Databricks

Overview

Extract connects to Databricks as a source by reading data from tables in your Databricks workspace. The connector uses the Databricks SQL Statement Execution API to query tables through a SQL warehouse and stream results as datasets.

You can configure the connector in two modes:

Table Discovery Mode: When no datasets are configured, Extract automatically discovers all accessible catalogs, schemas, and tables in your workspace and creates a stream for each table.
Explicit Datasets Mode: Configure specific tables to extract by providing catalog, schema, and table for each dataset. You can also optionally provide a primary_key and an incremental_timestamp_field per dataset.

Queries can run in Full Refresh mode or Incremental Changes mode when you specify an incremental timestamp column.

Prerequisites

A Databricks workspace with a SQL warehouse.
A Databricks personal access token (PAT), Databricks user OAuth app connection, or Databricks service principal OAuth secret for authentication.
Permissions to connect to the SQL warehouse and query the catalogs, schemas, and tables you want to extract.
Network access from Extract to your Databricks workspace.
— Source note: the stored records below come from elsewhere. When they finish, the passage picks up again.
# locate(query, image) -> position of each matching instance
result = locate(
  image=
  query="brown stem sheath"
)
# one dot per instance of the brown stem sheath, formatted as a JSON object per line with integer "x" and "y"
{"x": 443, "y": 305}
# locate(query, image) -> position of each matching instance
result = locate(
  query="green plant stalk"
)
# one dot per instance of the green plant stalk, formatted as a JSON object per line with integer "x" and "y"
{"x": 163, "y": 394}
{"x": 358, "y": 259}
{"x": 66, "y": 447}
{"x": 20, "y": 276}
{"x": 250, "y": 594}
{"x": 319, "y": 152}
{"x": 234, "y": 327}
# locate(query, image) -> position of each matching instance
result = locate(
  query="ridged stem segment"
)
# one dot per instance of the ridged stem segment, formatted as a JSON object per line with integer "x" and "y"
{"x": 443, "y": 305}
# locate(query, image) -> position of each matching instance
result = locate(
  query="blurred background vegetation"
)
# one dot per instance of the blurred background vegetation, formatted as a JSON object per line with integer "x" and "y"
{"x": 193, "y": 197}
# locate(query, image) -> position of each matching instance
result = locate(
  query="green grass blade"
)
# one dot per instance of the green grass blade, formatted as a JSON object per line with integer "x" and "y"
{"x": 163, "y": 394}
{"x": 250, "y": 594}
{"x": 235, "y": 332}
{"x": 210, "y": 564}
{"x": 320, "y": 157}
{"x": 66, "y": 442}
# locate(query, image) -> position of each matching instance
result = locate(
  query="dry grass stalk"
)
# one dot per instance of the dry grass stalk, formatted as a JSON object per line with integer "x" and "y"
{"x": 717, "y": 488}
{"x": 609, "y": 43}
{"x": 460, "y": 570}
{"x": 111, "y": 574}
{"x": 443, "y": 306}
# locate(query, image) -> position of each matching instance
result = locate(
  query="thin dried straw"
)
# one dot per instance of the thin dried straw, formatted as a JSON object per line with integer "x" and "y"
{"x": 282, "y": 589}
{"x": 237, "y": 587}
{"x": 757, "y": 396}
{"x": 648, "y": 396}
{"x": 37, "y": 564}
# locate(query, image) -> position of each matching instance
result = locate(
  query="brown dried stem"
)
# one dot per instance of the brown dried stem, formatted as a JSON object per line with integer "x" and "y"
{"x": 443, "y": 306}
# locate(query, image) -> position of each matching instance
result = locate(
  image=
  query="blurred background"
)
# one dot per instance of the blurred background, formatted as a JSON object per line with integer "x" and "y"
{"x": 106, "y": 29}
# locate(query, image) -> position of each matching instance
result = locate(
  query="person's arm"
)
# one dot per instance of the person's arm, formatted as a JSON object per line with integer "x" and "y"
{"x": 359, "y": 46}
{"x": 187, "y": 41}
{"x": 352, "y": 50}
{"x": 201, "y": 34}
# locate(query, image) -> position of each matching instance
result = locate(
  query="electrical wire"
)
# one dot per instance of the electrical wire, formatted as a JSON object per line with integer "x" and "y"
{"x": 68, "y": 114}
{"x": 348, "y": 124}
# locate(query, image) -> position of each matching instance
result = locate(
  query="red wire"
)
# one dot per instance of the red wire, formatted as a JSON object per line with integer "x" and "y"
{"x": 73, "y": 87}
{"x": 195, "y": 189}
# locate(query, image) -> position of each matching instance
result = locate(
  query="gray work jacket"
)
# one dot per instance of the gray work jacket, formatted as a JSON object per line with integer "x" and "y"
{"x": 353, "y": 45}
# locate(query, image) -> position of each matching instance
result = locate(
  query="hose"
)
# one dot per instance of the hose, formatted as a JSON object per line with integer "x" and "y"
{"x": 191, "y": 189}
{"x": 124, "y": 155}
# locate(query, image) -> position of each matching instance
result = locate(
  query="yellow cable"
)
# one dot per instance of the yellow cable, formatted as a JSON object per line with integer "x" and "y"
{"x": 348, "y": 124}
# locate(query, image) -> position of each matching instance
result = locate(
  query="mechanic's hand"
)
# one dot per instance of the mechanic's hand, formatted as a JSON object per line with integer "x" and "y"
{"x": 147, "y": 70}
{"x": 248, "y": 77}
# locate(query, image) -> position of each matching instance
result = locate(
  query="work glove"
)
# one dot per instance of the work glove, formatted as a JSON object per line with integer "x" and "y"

If your workspace restricts inbound traffic, allowlist the required Extract IPs or use approved private networking.

Authentication

Databricks authentication supports three options:

Access Token: a Databricks personal access token (PAT).
OAuth (User): a Databricks app connection that issues OAuth tokens for SQL access after a user signs in.
OAuth M2M / Service Principal: a Databricks service principal OAuth secret for machine-to-machine authentication.

Extract determines which method to use via auth_type:

Set auth_type: access_token to use a PAT (requires access_token).
Set auth_type: oauth to use OAuth (requires client_id, client_secret, and the saved OAuth token).
Set auth_type: oauth_m2m to use service principal OAuth M2M (requires m2m_client_id and m2m_client_secret).
If auth_type is not set, Extract defaults to:
- access_token when access_token is provided
- otherwise oauth

You’ll also need:

Your Databricks workspace URL (for example, https://<your-workspace>.cloud.databricks.com) as workspace_url.
A Databricks SQL warehouse ID as warehouse_id.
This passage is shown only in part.